Per questo Berlusconi, indifferente agli sfottò dei salotti che anzi gli servono a passar per vittima, gli ha dato del “micidiale”: non perché parla a molti, ma perché esce dai confini del pubblico “di sinistra”, tant’è che a volte maneggia afrori che disturbano i nasini delicati dei progressisti frazione Narciso. Sotto questo aspetto il terzo atto della epopea del “telesogno “ (il primo, quello degli sfigati ex Terza Rete negli anni ’90, mai nato; il secondo, quello di Pelliccioli, affidato a mani improprie e subito abortito) sembra meglio impostato dei precedenti. Il telesogno altro non è infatti che l’idea di una tv dotata di una vera identità editoriale: non solo una residualità come Rai1 o un congegno di marketing come Canale 5 o Italia1.

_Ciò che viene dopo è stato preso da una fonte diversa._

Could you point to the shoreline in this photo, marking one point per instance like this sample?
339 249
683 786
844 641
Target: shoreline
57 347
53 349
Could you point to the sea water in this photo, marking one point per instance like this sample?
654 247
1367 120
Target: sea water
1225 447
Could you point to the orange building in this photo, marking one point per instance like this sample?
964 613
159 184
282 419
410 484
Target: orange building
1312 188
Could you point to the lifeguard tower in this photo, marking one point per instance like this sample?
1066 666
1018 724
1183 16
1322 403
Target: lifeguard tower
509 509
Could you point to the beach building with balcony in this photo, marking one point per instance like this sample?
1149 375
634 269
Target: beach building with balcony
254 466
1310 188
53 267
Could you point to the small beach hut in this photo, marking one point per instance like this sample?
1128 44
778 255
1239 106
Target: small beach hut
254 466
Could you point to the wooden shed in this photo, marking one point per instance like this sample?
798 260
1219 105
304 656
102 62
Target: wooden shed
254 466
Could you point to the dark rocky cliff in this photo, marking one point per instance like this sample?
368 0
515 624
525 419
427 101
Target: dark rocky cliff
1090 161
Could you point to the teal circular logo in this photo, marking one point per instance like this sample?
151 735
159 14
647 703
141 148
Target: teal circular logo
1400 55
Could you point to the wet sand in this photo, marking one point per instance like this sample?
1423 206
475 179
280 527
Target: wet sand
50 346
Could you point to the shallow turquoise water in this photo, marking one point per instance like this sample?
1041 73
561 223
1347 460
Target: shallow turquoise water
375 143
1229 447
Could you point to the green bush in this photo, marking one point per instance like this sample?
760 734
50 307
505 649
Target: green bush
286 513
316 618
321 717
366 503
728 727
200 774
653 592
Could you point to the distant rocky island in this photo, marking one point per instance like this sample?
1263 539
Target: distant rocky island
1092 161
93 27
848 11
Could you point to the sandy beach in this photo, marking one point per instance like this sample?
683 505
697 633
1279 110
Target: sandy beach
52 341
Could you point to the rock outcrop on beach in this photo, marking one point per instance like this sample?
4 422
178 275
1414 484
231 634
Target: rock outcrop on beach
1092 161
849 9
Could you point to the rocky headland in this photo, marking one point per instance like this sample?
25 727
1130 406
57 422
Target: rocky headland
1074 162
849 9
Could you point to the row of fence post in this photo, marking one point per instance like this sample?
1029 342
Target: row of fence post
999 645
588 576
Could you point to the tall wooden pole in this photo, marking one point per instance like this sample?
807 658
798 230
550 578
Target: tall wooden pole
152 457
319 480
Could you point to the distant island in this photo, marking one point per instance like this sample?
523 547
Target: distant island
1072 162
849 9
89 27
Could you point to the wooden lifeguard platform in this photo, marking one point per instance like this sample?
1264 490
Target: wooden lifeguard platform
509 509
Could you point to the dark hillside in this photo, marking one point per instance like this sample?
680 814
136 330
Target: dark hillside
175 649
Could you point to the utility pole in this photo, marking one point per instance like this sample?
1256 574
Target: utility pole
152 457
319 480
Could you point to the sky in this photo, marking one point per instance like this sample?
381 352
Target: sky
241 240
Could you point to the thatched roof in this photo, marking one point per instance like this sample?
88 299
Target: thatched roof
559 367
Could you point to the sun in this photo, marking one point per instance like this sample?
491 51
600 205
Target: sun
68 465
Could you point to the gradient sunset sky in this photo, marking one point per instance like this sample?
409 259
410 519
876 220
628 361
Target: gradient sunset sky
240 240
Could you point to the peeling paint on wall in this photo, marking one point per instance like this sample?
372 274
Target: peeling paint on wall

Ovviamente l’ambiente è ostile, Mediaset, forte di tre reti e protetta dalla RAI, può fidelizzare i pubblicitari con migliaia di spot in regalo tanto da rendere a priori la vita impossibile a chiunque miri a sottrarle dalla ciotola la pappa del fatturato. Però…, però… i tempi passano, i Berlusconi invecchiano e il marchingegno del Duopolio, assediato dal mercato mondiale (sotto specie di Sky), è già un po’ alle strette. In più, l’azienda diretta da Pier Silvio, sembra prigioniera di se stessa e cioè della linea editoriale del Silvio anni ’80 che ne ha fatto la fortuna, ma che oggi (si vedano i dati dell’ultimo anno di GF e Striscia) sa di vecchio. Dunque il quadro strategico è migliore e Mentana lo ha già dimostrato.
Aggiungiamo, a conferma, il recente rovescio elettorale di PDL-Mediaset, diverso dagli smacchi subiti in passato, perché frutto di un esaurimento identitario e di una vera perdita di spinta propulsiva. Il che vuol dire che nel nuovo Parlamento Mediaset avrà meno presa che in qualsiasi momento del passato, e che potrebbe trovarsi nell’impossibilità di avere le leggi e i ministri “ad aziendam” che ne hanno lastricato fin qui il cammino verso il monopolio della pubblicità generalista. Dunque La7 può provare a tele sognare senza strafare, in attesa di raccogliere i frutti, al primo precipitare della situazione d’insieme.
Per capire le ambizioni della tv di Telecom suggeriamo di tenere d’occhio innanzitutto le alleanze e integrazioni internazionali, indispensabili per assicurarsi il prodotto seriale (si sussurra di Bertelsmann, l’unica grande corporation dei media in Europa, che da tempo si è sbarazzata dei Berlusconi di casa propria. Ricordate il disastro di Kirk che pareva dovesse spopolare a colpi di finanza e politica senza produrre un’ora che fosse una, ma che non essendo in Italia è finito scoppiato?). Se il mercato internazionale rivelerà l'audacia delle ambizioni di La7, la politica dei programmi mostrerà se essa è un aggregato saltuario di talenti o possiede invece il passo di una vera direzione editoriale.
Scivoloni come il Barbareschi shock o il programma sui mestieri denunciano una qualche naiveté, perché altrimenti non si sarebbe ceduto a un bravissimo attore che pretendeva di mostrarsi filosofo, né si sarebbe pensato di fare intrattenimento con una argomento angosciante come la mancanza di lavoro (tentativo fallito già da altri, compresa la mitica Rai Tre di venti anni fa). Ma appunto, sbagliando si impara, specie se si ha la fortuna di potersi sbarazzare degli errori anziché dei talenti, che pare invece una specialità degli altri.